The CR rate was 9.5% and the PR rate was 28.6%. An additional 23.8% of patients had stable disease. In patients with CLL-related DLBCL, the ORR was 32%. Both CRs were in patients with DLBCL, 1 of which received a stem cell transplant. A second patient with a PR also received a stem cell transplant.A relative newcomer to the BTK inhibitor scene, BGB-3111 is under exploration in 3 phase I clinical trials focused on establishing its safety and efficacy for patients with B-cell lymphoid malignancies as a single agent and in combinations. The agent is being combined with obinutuzumab (NCT02569476) and BGB-A317, an early-stage PD-1 inhibitor (NCT02795182).
In phase I research presented at 2016 ASH, BGB-3111 demonstrated a 96% ORR among patients with CLL and SLL, consisting entirely of PRs (67%) and PRs with lymphocytosis (28%) (Abstract 642). In those with high-risk molecular characteristics (del17p and/or del11q; n = 17), the ORR was 100%. Additionally, treatment with the agent was well tolerated, despite higher selectivity of targets such as TEC thought to induce greater AEs.

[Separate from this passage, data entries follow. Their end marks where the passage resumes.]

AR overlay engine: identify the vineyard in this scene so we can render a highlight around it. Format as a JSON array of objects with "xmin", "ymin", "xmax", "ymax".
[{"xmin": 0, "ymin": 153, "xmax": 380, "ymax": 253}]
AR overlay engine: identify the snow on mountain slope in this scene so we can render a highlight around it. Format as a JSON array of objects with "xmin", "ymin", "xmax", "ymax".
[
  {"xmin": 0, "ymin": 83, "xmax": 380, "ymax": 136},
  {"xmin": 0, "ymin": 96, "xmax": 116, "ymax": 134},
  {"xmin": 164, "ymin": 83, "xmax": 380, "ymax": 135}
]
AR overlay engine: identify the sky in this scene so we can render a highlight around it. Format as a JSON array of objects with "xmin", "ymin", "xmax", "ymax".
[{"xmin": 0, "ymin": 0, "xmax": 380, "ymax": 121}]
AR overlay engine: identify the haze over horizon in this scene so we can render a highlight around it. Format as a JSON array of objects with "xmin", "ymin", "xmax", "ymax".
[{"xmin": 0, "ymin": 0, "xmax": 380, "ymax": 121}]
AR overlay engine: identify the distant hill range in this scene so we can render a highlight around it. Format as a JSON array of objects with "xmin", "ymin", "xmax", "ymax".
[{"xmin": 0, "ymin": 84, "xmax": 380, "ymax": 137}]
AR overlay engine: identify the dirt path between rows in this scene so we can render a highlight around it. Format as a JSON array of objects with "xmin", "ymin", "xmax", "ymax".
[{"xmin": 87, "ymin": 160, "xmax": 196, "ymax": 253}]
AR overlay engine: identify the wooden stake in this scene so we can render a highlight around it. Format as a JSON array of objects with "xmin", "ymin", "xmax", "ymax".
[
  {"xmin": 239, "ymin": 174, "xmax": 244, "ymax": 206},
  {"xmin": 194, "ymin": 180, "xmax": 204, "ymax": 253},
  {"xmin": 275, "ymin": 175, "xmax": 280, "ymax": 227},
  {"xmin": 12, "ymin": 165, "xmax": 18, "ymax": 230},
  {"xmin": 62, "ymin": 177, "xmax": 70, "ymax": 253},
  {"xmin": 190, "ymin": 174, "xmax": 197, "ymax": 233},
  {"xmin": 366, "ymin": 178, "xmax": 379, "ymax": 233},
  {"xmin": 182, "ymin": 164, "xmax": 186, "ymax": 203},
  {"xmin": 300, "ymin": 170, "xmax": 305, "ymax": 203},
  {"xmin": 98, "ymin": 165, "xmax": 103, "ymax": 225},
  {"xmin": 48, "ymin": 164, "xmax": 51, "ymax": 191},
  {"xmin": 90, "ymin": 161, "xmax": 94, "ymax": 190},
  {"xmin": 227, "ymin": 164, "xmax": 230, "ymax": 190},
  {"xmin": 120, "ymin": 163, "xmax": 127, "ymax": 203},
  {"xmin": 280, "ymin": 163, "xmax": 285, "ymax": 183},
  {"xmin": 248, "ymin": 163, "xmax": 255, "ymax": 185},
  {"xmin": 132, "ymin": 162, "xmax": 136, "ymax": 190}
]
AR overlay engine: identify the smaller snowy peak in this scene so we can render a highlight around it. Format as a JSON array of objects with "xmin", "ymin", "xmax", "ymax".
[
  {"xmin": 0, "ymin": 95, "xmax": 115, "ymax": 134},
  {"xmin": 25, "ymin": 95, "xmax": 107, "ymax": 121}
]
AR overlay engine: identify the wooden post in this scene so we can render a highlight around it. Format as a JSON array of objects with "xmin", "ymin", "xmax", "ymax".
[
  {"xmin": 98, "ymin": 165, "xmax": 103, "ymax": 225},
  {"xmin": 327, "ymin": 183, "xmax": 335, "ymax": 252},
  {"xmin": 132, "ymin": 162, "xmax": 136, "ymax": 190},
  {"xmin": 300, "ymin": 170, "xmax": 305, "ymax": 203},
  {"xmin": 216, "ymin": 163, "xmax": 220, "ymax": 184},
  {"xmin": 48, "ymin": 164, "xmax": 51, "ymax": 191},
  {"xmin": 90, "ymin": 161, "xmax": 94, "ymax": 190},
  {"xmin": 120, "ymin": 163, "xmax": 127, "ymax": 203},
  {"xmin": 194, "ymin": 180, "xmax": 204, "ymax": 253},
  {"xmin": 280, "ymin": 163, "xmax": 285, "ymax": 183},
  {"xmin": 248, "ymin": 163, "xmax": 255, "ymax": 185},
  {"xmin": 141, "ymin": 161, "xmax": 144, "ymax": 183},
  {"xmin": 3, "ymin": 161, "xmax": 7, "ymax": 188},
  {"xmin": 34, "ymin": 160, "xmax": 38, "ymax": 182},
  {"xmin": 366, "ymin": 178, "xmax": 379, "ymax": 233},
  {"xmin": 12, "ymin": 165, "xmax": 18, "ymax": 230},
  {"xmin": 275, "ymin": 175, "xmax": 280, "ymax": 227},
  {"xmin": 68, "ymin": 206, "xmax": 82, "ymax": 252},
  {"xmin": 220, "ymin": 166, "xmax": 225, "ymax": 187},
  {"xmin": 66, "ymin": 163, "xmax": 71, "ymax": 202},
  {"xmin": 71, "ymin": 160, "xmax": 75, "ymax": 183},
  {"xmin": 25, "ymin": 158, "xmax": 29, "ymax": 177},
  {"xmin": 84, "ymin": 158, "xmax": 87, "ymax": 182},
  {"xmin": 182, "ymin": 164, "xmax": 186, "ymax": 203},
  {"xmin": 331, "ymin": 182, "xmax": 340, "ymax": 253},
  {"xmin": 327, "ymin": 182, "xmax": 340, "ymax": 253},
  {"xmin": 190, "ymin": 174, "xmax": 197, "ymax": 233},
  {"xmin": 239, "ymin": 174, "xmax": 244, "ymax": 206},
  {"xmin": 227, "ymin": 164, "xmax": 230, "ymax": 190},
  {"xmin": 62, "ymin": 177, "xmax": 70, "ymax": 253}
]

In all, 66 patients with CLL/SLL received BGB-3111 at escalating doses starting at 40 mg daily to 160 mg twice daily. The analysis included 46 patients with at least 12 week of follow-up. The median duration of follow-up in the study was 8.6 months.
“No patients had progressive disease or Richter transformation to date. With limited follow-up, efficacy appears independent of molecular risk features,” said lead investigator Constantine S. Tam, MBBS, Peter MacCallum Cancer Centre, Melbourne, Australia. “Late-stage clinical trials will reveal whether BGB-3111’s excellent tolerability and high target occupancy will translate into improvements in disease control, rates of drug resistance, and rates of treatment-limiting adverse events.”
BGB-3111 has similar BTK selectivity as ibrutinib; however, the agent is more selective for EGFR, ITK, JAK3, HER2, and TEC. In plasma studies conducted on peripheral blood and lymph nodes, the optimal dose, based on BTK occupancy, was defined 160 mg twice daily (P = .002).